L'histoire est vue par différentes personnes, qui vivent toutes sur la plantation du vieux Mc Donnell, un peu le seigneur local, et s'ouvre sur l'enquête d'un mystérieux objet volant, amical mais qui repart aussitôt après avoir failli se poser. Il faut dire que des choses étranges, ils en voient les indigènes avec le phénomène « cargo ». Des engins venus de la mer déposent des denrées alimentaires et aussi d'autres produits manufacturés. Il ne s'agit pas de prendre les papous pour des idiots mais ils ont une culture ancestrale totalement éloignée de notre culture européenne. Mais le colon n'est pas toujours sympathique, surtout quand il vient pour collecter les impôts. De plus les papous revendiquent leur indépendance alors qu'ils sont sous la tutelle de l'Australie. Indépendance qui sera enfin acquise en 1975 mais restera membre du Commonwealth.

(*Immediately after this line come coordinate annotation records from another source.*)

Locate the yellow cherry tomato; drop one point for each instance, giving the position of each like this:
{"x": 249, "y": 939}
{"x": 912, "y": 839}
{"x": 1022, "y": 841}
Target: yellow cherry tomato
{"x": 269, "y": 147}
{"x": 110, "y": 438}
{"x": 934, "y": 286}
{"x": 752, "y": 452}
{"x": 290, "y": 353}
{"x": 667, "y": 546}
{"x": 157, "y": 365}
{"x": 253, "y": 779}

Mais ici nous ne sommes qu'en 1959, et il y a une forme qu'incapacité des personnages principaux à se comprendre et même le désirer. Chacun a ses croyances bien ancrées, avec diverses légendes, mais une communication impossible. Sans spoiler, on peut dire que tout reposerait sur un énorme malentendu.. Et c'est là où Stow est brillant : il dénonce les méfaits de la colonisation à tout prix, mais aussi les différences entre les différentes cultures aborigènes, ce qui crée des tensions, des rancœurs, des alliances opportunes. Et son héros, Cawdor à la fin tragique, est une sorte d'Ulysse contemporain, qui est bien le seul à chercher l'harmonie là où tout n'est que désordre, ce qui nous vaut des pages de poésies totales. Mais derrière le drame, c'est tout ce système colonial qui séduit avec des babioles, qui divise les communautés au lieu de les souder. Un roman difficile mais magistral qui nous emmène non seulement très loin géographiquement, mais aussi philosophiquement.



Extraits

  • Mister Dalwood avait trouvé un petit bernard-l’hermitte sans maison et il cherchait un coquillage à lui donner. Quand il a fini par trouver un coquillage, le crabe ne voulait pas y entrer parce qu’il y avait un autre crabe dedans. Alors Mister Dalwood a cherché encore et enfin il a trouvé un coquillage vide. Il était trop grand mais le crabe est rentré dedans et a filé. « Ma bonne action pour la journée », a dit Mister Dalwood

  • Un souffle de vent a balayé la coursive au moment où je me détournais de la porte, apportant avec lui tous les parfums du matin : la mer et l’herbe, les poules et les fleurs de frangipanier, les feuilles qui dégagent toutes les odeurs possibles entre foin et vanille. Sur la véranda, j’ai empli mes poumons de cette senteur sucrée-salée de l’île après l’aube. J’ai pris ma place à la table au bord de la véranda et cherché des yeux en contrebas, à travers les rudes feuilles d’un papayer claquant au vent, le lagon étincelant et l’igau immaculé qui allait nous emmener à travers toute cette fraîcheur vers une fraîcheur renouvelée.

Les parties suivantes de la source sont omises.